C’est sous ce titre fictif que Robert Amadou a publiés ces textes d’après le manuscrit Watkins.
« L’état de guerre rend légitime la mort des hommes parce que, dès que notre conservation est intéressée, nous avons droit de tout employer pour la défendre. Ainsi, l’autorité souveraine peut disposer de tous ses membres quand la sûreté de l’État est menacée, si, toutefois, comme je ne cesserai de le dire, on peut concevoir que, dans un corps moral et factice comme les États politiques, il réside les mêmes privilèges que dans les corps naturels n’y ayant pas la même vie. « (Extrait du n° 9. Du droit de vie et de mort)
Edition originale
Nom d’auteur : Saint-Martin, Louis-Claude de
Note : Mises au jour et publiées pour la première fois par R. Amadou, revue L’Initiation, n° 4, octobre-décembre 1965, p. 216-228 ; n° 1, janvier-mars 1966, p. 29-41. Source non précisée par R. Amadou.
Date de parution : 1966-1966
Editeur : Revue L’Initiation
Sommaire
Ce texte est divisé en vingt-six sections :
- Des devoirs caractéristiques d’un législateur
- Alexandre VI
- Exécutions
- L’homme n’est qu’administrateur et non pas législateur
- Progressions de l’autorité et de la servitude.
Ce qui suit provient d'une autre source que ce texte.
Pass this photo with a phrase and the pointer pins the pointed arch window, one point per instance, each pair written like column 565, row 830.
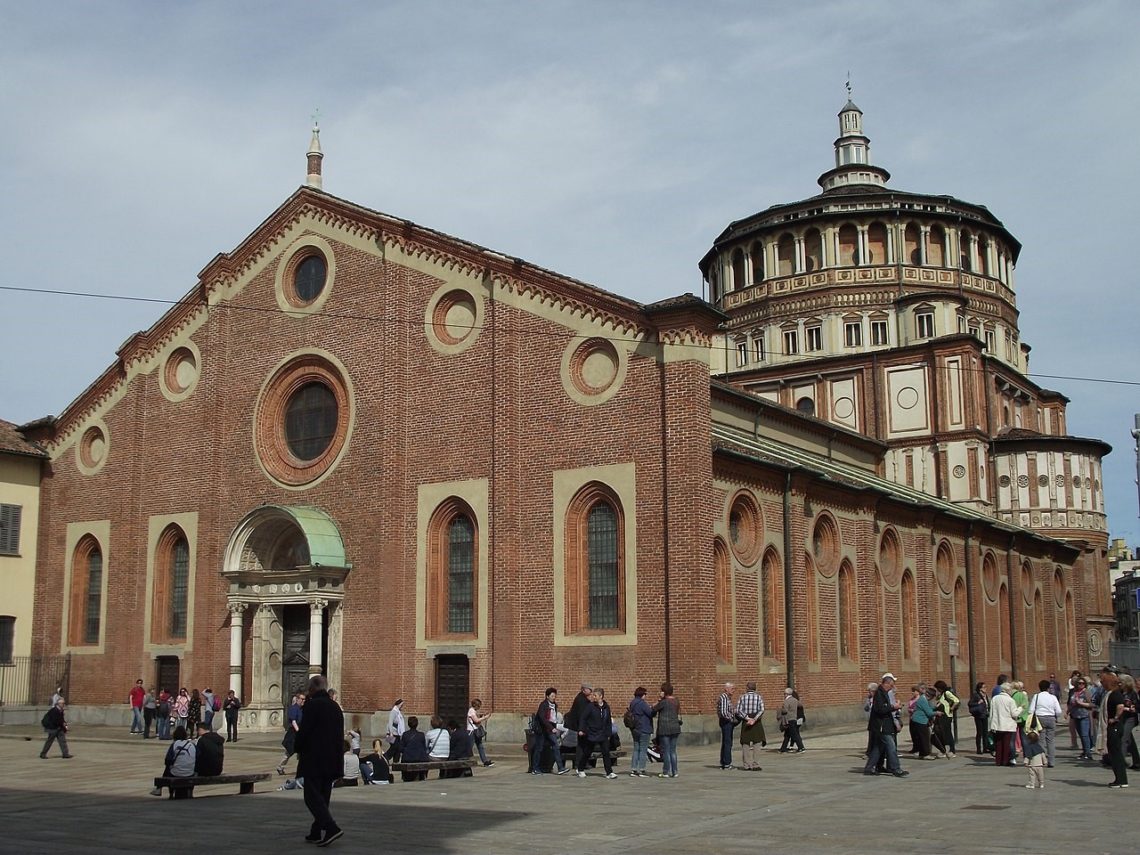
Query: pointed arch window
column 848, row 628
column 171, row 585
column 453, row 570
column 722, row 569
column 595, row 563
column 87, row 593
Progressions de la justice criminelle
- De l’abus de la puissance humaine
- De l’abus de la politesse à la guerre
- Notes sur le Contrat social
- Du droit de vie et de mort
- De la volonté générale
- De la loi
- Autre système sur l’établissement de la société
- De l’inégalité des conditions
- De l’équité de la loi
- De la filiation de la société et des lois
- De la justice criminelle
- La véritable égalité
- Des dîmes
- Sur le gouvernement divin ou le théocratisme
- De la sévérité dans la justice
- Bien ou propriétés
- 18 Brumaire
- De la raison attention de Dieu à nous ramener à nos voies libres
- Comparaison des empires temporels avec l’empire vif
Appendice : - Puissance politique
- Des cris de réjouissance : Vive un tel ! Vive, etc.
Extrait
9. Du droit de vie et de mort
« L’état de guerre rend légitime la mort des hommes parce que, dès que notre conservation est intéressée, nous avons droit de tout employer pour la défendre. Ainsi, l’autorité souveraine peut disposer de tous ses membres quand la sûreté de l’État est menacée, si, toutefois, comme je ne cesserai de le dire, on peut concevoir que, dans un corps moral et factice comme les États politiques, il réside les mêmes privilèges que dans les corps naturels n’y ayant pas la même vie.
Quant à la mort des criminels, elle est plus inconcevable encore. J’ai eu beau, par la convention, me soumettre à la mort si je prévariquais, je ne pouvais pas transmettre à d’autres un droit que la nature ne m’avait pas donné, je ne pouvais pas étendre la nature des hommes avec qui je contractais. On aura beau m’objecter que cet acte ne se considère point comme d’homme à homme, mais seulement comme de l’homme à la loi, répondrai toujours que sa loi est une pure volonté qui n’a que la main des hommes pour agir. Ainsi, que si c’est un crime de répandre le sang, la volonté de l’homme, la volonté générale, ne peut pas l’effacer.
Rousseau envisage ce criminel comme traître, comme ennemi de l’État. Alors, il est comme dans un état de guerre. Mais, selon ses principes à lui-même, l’objet de la guerre n’est pas la destruction des hommes, et l’on ne doit même les tuer à la guerre que lorsque l’on ne peut pas les faire esclaves. Or, certainement, l’avantage d’un royaume entier contre un coupable est assez manifeste pour que la raison et le droit de le tuer disparaissent. D’ailleurs, ce qui prouve que ce prétendu droit ne ressemble en rien au droit de la guerre, c’est que, là, la vie de chaque soldat est en danger. Ici, un appareil inique accompagne les exécutions. Cent hommes s’assemblent et vont de sang-froid faire périr un de leurs semblables, et l’on veut que le simple pouvoir humain soit légitime, lui que l’on peut tromper tous les jours et qui prononce continuellement des sentences injustes ! Non, l’homme a sans doute en lui d’autres règles et, s’il lui fut donné d’en-haut le pouvoir de disposer de la vie des hommes, ce fut par un droit respectable pour lui et qui lui donnait les moyens de diriger ses jugements sur la justice et sur l’équité. Erudimini qui judicatis terrain. »
Par ce précepte, on n’entendra pas, je crois, l’étude des lois humaines qui varient selon les lieux et les temps, mais les lois immortelles de la vérité, dont nous portons les tables sacrées dans nos cœurs. »
L’Initiation, octobre-décembre 1965, p. 225-226.